Immediately, I felt a strange rage come over me. Why strange? Because for most of my life, rage wasn’t something that was commonly thought to be a holy feeling. Why rage? Because I felt tricked, duped, and taken advantage of. This company that advertises “high quality teas” was using such language not only to take more of my money than we would otherwise like, but also to trick me into thinking what I was drinking was healthy! Long story short, over the course of the next couple weeks, I got all of our money back and used it to buy my own fair-trade and organic ingredients to make my own tea blends at home, eventually turning that idea into a business.

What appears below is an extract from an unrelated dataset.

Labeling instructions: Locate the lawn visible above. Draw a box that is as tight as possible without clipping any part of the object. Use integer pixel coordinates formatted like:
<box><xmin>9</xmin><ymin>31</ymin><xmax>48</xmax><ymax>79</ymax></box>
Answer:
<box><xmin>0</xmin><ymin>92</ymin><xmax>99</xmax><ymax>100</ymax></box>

Let’s go back to that rage I felt for a minute. Do you remember this post about my past abusive relationship and thought about abusive religion? Every time I leave a circle of being used or taken advantage of, my radar for sensitivity to such manipulation increases along with my anger at it. My family, my church leadership, my relationships, — as I sought healing from each of these “rings of abuse,” my ability to recognize being used strengthens along with my anger at it. So now that I have stepped outside the ring of abuse of religion, I feel like my vision has clarified to a peak. Now, if I feel manipulated by anything from a multi-level-marketting scam from a friend to pleas from a supposed charity to give of myself, I feel rage. From language from family and in-laws to make me feel guilty for their immaturity to a tea business in the mall, I feel rage.
Rage used to be a feeling I should seek to avoid, or at least seek to forgive whoever it was directed at in order to get rid of it as soon as possible. Now? I find it empowering. Incredibly freeing. And revelatory of my growth towards being self-protecting and self-caring instead of self-denying and self-sacrificing.